Get begin poisitions and/or NER from words after parsing


I am using the new Stanford CoreNLP NN parser. Here's a simplified version of the code:

// Sentence to be parsed
String sentence = "This is an example sentence.";

// This is where we store the result from the parser. Initially set to "null".
GrammaticalStructure gs = null;

// Parse the sentence
DocumentPreprocessor tokenizer = new DocumentPreprocessor(new StringReader(sentence));
List<TaggedWord> tagged = null;
for (List<HasWord> sent : tokenizer) {
    tagged = tagger.tagSentence(sent);
    gs = parser.predict(tagged);
}

// Convert the GrammaticalStructure object (the parsing result) into a semantic graph
SemanticGraph semanticGraph = SemanticGraphFactory.generateUncollapsedDependencies(gs);

Now, when I iterate over the vertices of semanticGraph, I can get the POS tag, but I can't get the NER of the word nor the begin position.

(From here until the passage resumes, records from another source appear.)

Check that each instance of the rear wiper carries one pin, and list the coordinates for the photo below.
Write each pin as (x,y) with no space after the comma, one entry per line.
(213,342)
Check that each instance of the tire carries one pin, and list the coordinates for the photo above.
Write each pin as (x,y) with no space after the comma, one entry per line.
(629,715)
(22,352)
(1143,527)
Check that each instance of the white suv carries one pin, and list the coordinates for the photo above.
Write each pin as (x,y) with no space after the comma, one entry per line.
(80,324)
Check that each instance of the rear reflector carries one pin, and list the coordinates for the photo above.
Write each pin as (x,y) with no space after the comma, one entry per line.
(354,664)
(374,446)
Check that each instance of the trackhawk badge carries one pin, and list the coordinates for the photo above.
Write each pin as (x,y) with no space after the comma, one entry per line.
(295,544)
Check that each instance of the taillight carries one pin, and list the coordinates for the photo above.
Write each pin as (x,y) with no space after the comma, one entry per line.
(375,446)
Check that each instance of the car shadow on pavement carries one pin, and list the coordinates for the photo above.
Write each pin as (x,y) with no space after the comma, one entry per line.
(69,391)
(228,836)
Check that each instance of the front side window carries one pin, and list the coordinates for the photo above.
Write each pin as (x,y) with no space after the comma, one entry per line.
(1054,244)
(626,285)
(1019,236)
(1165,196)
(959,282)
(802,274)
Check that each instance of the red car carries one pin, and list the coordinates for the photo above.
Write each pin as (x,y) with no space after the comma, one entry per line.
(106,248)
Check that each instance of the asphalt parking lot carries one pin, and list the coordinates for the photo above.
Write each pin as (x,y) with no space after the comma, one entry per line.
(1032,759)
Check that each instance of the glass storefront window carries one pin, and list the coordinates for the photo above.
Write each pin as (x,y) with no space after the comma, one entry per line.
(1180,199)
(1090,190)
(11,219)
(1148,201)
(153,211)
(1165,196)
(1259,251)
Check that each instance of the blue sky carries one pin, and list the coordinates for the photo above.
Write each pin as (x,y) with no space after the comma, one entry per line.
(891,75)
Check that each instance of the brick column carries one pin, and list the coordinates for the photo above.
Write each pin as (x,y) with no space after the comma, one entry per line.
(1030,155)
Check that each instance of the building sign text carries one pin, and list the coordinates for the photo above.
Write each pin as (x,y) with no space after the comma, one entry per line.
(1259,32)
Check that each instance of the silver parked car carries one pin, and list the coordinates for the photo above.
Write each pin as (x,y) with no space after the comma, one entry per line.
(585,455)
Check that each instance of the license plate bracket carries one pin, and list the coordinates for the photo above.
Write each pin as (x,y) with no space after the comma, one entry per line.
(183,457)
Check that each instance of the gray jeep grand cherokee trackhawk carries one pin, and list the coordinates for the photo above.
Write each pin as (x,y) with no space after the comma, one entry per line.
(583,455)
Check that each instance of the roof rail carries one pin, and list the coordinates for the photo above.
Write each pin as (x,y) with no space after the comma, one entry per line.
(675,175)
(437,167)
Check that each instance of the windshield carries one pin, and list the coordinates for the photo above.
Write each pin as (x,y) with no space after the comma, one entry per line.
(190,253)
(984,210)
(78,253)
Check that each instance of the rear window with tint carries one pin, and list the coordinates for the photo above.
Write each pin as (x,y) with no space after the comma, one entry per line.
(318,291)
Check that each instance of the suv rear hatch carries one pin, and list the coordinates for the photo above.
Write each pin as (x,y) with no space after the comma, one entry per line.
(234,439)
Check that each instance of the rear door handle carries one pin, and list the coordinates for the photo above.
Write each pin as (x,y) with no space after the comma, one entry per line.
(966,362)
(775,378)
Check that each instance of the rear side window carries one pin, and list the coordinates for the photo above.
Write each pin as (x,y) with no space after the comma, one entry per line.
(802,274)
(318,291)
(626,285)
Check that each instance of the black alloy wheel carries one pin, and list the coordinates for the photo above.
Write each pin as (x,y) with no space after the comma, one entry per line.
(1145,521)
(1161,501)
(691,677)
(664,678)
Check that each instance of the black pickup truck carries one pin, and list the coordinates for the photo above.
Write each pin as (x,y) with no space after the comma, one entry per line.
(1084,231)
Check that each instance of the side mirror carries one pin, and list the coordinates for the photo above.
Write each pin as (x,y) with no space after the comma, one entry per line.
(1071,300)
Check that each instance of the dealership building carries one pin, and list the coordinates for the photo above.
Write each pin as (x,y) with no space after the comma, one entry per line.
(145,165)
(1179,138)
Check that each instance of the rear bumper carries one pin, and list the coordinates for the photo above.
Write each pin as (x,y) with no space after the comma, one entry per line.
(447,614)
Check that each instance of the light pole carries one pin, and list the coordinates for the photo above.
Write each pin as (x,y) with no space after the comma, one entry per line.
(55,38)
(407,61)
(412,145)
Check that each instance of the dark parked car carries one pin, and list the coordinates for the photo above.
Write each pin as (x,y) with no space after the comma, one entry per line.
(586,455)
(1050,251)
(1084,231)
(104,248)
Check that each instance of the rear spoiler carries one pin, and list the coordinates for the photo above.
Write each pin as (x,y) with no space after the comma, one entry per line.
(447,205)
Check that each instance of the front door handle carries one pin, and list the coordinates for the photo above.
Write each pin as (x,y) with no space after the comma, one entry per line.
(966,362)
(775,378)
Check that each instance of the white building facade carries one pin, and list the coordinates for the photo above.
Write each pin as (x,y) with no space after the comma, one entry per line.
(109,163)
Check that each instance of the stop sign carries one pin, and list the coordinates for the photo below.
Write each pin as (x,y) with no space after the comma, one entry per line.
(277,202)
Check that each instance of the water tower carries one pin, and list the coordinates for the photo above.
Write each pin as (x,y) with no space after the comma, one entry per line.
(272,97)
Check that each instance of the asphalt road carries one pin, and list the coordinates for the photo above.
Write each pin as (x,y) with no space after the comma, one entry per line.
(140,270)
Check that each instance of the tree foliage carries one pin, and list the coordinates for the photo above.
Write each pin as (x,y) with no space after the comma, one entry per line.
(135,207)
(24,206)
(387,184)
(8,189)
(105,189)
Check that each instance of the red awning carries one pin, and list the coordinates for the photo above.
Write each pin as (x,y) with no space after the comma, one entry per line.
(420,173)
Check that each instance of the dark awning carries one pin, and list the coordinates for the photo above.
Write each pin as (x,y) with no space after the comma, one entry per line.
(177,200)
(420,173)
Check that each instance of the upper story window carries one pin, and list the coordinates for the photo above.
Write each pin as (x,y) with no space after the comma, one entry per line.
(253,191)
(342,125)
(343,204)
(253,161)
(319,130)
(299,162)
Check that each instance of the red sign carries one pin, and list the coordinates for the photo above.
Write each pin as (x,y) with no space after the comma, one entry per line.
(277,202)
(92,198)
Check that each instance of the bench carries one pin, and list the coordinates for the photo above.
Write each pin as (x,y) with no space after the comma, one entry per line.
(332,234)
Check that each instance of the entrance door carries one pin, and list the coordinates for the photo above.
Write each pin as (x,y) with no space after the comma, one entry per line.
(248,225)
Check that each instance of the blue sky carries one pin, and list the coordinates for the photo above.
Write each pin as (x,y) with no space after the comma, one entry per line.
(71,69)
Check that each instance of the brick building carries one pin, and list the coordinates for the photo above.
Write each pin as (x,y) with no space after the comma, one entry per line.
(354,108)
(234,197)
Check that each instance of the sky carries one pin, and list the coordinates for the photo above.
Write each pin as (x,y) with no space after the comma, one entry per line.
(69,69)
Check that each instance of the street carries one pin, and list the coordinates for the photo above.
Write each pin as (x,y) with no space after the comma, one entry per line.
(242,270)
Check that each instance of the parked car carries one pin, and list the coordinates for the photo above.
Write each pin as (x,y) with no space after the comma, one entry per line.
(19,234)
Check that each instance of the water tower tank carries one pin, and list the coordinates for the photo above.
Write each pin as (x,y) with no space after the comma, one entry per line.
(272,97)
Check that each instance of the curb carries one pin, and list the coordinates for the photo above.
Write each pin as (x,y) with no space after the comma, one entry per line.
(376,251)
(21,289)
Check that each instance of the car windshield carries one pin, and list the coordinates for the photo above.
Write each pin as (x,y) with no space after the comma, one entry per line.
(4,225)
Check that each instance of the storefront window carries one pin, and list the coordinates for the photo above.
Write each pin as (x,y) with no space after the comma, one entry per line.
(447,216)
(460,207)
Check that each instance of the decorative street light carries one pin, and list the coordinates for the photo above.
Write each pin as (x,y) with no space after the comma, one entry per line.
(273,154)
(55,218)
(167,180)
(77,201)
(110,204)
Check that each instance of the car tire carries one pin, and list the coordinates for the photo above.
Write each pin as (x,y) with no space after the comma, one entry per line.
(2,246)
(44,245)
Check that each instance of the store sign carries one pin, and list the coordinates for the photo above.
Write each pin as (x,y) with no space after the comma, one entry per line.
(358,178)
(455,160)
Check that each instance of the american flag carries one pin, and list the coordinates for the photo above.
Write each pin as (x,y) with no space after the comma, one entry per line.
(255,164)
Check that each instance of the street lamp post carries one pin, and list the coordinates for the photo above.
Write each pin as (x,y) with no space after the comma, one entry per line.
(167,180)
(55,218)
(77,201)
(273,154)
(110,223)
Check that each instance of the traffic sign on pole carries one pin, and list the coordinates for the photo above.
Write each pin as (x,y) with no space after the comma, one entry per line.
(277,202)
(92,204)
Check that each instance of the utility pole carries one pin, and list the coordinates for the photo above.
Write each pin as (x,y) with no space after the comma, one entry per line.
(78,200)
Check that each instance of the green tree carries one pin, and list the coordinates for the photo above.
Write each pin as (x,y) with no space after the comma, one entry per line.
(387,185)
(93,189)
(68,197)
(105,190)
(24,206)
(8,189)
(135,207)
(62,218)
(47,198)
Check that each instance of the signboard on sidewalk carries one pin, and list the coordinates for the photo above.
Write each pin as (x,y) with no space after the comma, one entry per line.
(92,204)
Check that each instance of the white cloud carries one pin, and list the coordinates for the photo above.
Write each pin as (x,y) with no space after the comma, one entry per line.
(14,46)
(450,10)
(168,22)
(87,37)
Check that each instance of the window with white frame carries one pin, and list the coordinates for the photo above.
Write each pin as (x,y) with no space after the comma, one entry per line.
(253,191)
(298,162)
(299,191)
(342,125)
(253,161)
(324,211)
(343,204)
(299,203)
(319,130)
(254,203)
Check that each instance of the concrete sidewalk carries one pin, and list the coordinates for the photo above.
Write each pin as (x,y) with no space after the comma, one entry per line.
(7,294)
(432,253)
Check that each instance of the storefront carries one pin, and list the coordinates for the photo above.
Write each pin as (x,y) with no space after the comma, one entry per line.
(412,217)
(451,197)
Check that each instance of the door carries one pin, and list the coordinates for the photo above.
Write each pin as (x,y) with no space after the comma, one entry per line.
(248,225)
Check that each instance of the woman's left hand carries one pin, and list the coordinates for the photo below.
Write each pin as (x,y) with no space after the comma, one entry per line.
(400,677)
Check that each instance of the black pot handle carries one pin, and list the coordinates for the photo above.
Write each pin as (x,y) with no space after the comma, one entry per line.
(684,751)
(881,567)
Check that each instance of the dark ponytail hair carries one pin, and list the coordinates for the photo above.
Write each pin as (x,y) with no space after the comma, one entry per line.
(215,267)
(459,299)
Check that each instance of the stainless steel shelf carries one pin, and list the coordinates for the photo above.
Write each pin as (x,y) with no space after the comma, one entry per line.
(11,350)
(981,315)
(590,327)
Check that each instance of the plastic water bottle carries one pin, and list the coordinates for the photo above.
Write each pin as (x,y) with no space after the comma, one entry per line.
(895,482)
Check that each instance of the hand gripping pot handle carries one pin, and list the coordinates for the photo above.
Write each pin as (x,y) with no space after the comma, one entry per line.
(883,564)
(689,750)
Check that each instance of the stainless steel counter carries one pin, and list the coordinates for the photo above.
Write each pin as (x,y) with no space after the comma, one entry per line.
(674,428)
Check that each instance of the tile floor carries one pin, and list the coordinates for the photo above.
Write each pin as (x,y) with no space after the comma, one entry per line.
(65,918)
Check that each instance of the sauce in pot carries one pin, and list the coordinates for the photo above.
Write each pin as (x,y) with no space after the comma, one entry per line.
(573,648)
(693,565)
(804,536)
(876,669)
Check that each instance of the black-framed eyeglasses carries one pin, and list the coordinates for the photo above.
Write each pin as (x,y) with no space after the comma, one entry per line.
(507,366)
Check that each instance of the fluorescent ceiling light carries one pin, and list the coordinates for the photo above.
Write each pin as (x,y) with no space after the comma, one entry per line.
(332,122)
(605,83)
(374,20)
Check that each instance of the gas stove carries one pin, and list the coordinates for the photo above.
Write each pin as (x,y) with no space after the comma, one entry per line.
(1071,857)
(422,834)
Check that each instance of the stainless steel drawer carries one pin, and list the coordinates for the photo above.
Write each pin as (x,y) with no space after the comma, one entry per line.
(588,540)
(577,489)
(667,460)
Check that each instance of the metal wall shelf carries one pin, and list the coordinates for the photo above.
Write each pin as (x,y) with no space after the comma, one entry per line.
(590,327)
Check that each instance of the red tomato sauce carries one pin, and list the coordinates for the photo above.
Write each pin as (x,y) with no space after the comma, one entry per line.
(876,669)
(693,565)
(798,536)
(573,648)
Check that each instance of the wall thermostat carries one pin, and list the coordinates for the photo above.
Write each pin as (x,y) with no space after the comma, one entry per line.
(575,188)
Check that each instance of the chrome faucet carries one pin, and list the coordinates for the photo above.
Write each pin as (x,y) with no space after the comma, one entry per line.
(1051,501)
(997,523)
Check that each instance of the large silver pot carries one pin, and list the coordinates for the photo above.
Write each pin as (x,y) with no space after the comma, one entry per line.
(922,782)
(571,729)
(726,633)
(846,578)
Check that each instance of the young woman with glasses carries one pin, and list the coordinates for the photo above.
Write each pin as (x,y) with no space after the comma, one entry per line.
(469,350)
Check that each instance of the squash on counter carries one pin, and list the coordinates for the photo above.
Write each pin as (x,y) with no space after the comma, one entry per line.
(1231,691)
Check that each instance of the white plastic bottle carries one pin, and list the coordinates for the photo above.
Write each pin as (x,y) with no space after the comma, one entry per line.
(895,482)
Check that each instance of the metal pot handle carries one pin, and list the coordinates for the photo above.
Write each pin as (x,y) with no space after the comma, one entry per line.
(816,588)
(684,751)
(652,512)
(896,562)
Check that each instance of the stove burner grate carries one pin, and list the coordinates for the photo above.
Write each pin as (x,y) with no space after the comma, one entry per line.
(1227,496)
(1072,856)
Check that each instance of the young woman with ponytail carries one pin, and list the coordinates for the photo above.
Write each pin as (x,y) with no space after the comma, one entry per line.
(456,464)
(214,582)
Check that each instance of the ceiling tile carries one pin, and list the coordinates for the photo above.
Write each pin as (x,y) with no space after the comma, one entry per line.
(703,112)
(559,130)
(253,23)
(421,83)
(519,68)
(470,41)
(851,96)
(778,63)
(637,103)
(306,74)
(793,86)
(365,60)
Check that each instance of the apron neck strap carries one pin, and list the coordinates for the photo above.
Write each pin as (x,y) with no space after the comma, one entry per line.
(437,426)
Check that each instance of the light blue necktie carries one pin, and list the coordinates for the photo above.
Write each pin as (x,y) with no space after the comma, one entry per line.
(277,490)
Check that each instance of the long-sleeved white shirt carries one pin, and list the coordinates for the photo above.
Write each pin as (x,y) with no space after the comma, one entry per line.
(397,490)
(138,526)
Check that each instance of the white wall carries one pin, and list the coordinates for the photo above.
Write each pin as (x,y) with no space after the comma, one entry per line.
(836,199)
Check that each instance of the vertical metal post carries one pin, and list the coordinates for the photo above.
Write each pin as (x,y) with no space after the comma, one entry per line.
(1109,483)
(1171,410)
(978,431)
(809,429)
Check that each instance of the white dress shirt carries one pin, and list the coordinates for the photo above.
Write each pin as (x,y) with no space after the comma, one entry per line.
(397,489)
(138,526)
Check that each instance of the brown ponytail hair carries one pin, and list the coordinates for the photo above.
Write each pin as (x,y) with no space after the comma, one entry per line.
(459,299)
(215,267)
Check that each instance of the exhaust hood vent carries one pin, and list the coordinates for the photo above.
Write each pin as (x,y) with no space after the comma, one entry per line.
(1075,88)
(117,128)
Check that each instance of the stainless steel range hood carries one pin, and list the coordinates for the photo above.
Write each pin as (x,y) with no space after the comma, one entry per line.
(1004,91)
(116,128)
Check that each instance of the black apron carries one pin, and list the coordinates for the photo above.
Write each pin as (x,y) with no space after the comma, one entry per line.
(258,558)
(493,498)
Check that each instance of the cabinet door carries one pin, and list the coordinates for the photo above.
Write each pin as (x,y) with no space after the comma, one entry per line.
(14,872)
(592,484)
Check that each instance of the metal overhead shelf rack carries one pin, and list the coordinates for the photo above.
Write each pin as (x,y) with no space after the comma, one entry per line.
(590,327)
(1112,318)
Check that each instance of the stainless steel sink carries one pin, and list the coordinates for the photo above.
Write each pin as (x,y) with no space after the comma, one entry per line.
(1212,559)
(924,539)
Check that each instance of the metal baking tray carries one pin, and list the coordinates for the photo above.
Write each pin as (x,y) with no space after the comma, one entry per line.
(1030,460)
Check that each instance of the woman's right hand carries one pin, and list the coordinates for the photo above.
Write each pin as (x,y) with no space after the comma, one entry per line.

So, when I do this:

for (IndexedWord vertex : new ArrayList<>(semanticGraph.vertexSet())){
    String tag = vertex.tag();
    String ner = vertex.ner();
    int beginPosition = vertex.beginPosition();
}

for tag I get the POS tag correctly, for ner I get null and for beginPostion I always get -1.

How can I do the parsing with correctly preserving the begin position of the word in the original string? And if possible, how do I get the NER? (beginPosition is actually more important in my case)


Solution

  • In your case NER tags don't exist because you are not actually performing such an annotation in your code. I am not sure why beginPosition is not set in the SemanticGraph

    Using a StanfordCoreNLP pipeline is highly recommended for multiple annotations that depend on each other. It's very easy to (re)configure it to use different annotators through a Properties object. There is also potential for better performance as it can use multiple threads.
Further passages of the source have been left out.